70:30 - Improving iteration speed and developer productivity for these systems
71:50 - Google had an ML model for search results back in 2004 that was competitive with the hand-built systems, but didn’t end up using it, due to the lack of understandability. This has definitely changed now. I had read that document during my internship, but was surprised to learn that Google had a working ML model for ranking since 2004.
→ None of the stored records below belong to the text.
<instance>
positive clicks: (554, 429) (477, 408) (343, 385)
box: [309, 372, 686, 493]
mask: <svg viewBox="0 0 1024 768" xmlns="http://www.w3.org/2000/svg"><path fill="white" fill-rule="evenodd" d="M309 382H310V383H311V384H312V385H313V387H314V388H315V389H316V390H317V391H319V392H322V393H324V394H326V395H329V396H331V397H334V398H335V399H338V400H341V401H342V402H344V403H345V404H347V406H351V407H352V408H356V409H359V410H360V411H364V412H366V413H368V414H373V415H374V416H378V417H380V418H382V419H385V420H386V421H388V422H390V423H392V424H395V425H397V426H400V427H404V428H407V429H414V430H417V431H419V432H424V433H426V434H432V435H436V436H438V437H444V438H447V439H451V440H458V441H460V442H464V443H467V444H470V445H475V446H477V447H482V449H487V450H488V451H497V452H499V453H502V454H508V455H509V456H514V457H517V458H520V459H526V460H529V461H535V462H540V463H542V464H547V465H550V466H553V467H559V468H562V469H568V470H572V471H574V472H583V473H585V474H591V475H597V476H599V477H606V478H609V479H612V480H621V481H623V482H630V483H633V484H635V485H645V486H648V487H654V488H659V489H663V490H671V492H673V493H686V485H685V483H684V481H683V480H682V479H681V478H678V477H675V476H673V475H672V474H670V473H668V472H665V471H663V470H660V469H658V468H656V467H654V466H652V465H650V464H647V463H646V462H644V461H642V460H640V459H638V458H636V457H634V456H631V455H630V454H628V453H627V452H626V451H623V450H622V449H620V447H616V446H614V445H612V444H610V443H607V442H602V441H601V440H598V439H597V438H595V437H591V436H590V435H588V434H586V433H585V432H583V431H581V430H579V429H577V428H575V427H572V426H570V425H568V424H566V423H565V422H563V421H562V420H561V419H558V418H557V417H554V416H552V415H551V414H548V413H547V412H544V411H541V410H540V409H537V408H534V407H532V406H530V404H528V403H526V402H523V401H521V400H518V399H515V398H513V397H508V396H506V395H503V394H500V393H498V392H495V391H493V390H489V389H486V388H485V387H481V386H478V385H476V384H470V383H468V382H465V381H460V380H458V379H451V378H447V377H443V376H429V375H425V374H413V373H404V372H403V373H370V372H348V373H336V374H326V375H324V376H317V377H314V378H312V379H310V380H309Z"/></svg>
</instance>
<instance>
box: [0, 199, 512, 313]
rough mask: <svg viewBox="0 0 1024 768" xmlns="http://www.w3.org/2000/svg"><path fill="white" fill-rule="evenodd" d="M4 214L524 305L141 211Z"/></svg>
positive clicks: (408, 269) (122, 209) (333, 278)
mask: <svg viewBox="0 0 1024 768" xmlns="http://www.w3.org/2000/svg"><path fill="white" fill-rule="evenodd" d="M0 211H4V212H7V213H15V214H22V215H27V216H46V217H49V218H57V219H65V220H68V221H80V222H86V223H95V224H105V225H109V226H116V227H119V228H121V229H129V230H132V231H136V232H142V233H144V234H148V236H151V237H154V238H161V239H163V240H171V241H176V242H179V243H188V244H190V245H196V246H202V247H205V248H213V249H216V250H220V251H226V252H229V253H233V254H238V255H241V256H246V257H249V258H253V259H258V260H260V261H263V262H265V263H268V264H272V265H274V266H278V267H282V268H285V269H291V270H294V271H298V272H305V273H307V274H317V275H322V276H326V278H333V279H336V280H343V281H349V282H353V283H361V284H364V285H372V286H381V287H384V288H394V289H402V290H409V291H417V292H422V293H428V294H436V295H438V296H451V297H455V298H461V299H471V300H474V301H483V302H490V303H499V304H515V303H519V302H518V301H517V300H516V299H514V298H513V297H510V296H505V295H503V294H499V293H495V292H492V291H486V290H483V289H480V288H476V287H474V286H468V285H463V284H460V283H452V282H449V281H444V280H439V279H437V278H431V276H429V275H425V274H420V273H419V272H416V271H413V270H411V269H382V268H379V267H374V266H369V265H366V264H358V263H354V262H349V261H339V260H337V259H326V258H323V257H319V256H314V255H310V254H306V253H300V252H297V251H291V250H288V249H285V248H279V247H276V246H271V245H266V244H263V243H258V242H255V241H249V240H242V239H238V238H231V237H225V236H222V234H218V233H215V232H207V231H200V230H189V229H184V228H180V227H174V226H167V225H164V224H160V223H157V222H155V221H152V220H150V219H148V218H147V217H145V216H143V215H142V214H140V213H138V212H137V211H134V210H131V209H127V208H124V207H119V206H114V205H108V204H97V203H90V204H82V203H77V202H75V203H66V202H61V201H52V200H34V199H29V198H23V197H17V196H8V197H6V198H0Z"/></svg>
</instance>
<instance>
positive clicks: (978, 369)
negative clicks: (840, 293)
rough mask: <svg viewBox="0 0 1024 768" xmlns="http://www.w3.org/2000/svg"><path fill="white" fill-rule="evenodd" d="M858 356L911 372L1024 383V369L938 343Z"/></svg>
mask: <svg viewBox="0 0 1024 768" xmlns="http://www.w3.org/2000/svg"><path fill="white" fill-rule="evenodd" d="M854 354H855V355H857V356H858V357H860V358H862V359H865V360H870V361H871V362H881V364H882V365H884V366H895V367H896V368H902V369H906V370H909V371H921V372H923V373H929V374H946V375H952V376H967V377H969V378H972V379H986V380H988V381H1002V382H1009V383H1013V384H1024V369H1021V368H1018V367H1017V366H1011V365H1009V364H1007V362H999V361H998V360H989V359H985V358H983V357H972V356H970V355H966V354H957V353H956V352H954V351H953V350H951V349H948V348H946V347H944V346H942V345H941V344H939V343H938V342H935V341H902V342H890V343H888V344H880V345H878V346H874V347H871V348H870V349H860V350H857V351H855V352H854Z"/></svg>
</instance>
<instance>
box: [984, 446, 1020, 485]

73:30 - Service Oriented Architecture at Google. Enabled GWS from C to C++ and divest itself from some responsibilities. But Google stuck with a monorepo, compared to Amazon.
76:40 - Components in the Monorepo + Blaze (Bazel) helped Google scale build times and reduce iteration speed. Components is the most interesting piece, since to my understanding, it hasn’t been written about much externally.
78:00 - The scale and complexity of the monorepo.
79:40 - The 400,000 line Makefile, and the start of Blaze.
82:00 - What were the benefits of “Components”?
84:00 - The project to multi-thread GWS, when it was serving 5 - 10 billion search queries a day. It started off as a practical joke.
91:00 - It’s rarely only about the technology. It’s about culture and team cohesion.